The Hester Prynne parallel is perfectly valid, but it was a branding more for the public than for Prynne herself, and, for a true narcissist, being held up for contempt simply reinforces their exquisite sense of martyrdom.
So it’s a good cartoon in that it depicts the situation, but it’s really aimed at the rest of us, not at ol’ Hester Trump, who will be absolved by his Senate flunkies, at which point he’ll consider the matter over.
Except for that damned asterisk.
And speaking of asterisks that are going to be permanently attached to politicians, WTF was up with Tulsi Gabbard voting “present” last night?

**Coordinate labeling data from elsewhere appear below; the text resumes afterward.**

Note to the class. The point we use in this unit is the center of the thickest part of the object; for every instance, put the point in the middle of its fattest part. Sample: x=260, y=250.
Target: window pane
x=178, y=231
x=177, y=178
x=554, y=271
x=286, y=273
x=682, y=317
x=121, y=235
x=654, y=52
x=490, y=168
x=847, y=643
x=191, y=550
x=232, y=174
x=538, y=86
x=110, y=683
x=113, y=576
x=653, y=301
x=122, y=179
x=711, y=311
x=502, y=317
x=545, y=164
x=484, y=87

I was watching the vote on MSNBC and Claire McCaskell almost fell out of her chair, and immediately dismissed it as what it was: A lightweight move by a lightweight politician.
But if you’re looking for some laughs, go to Twitter and check out the hashtag #VotePresentLikeTulsi
Gabbard’s excuse is that “After doing my due diligence in reviewing the 658-page impeachment report, I came to the conclusion that I could not in good conscience vote either yes or no.”
It was not lost upon Twitterati that the woman is running for president ferchrissake.
Meanwhile, back in the real world, Mike Thompson notes the unique grouping that Trump has joined.
It’s more blunt than the Scarlet Letter though somewhat less reflexive of Trump’s wounded pride than the asterisk-in-the-rain, but it’s certainly true and captures the permanent nature of the distinction.
Now, if you haven’t had enough of this stuff, Thompson offers a lengthy collection of impeachment cartoons from the USA Today group of which he is a member.
He’s also assembled a collection of his own cartoons over the decade about to end.
And if all that, plus chasing down Tulsi Gabbard jokes on Twitter, doesn’t keep you out of trouble for a while, here’s more:
Tom Heintjes over at Hogan’s Alley has posted a large collection of vintage Christmas cards from a large variety of cartoonists.
I’ll admit to a particular soft spot for custom cards, since my dad was an amateur cartoonist who mostly confined his hobby to Lions Club newsletters and so forth, but created a family card each Christmas. (That’s me, reaching for the cane.)
And, finally, there are any number of cartoonist interviews floating around the Intertubes, but this Buffalo News feature with Adam Zyglis is particularly well produced and worth a stop, look and listen.
10 thoughts on “CSotD: A good day for clicking”
I regret that I have but one * for my country.
I think Hall’s IDEA was good — but the eight-pointed symbol he drew does not make me think, “asterisk”, a five-pointed symbol on every keyboard I can recall.
With only an instant to make a visual “point”, I think * would have worked far better.
The asterisk on my keyboard is six-pointed. When I type it in a Word document it’s still six-pointed. When I type it here in my comment, it’s five-pointed: *** I finally saw an eight-pointed one via Google image search, but I had to scroll down to find it.
And now I’ve officially spent more time thinking about asterisks than I have in my entire adult life.
Your computer should support displaying 46 different asterisk styles with anywhere from 4 to 16 points including a couple without any points.
Since the thread has continued, I’ll note that when I use an asterisk in handwriting, it has eight points, being made up of a plus and an x, superimposed.
For what it’s worth, Ed’s eight-armed asterisk at least makes it clear that it’s neither a star nor a snowflake.
It should also be pointed out that Kurt Vonnegut, Jr’s use of the asterisk works quite well here too.
* Note to self:
Asterisks come in many forms!
Good to know. Thanks for the new knowledge.
I love your dad’s Christmas Card drawing!
The collection makes a nice yearly diary of the family. His cards were a treasure.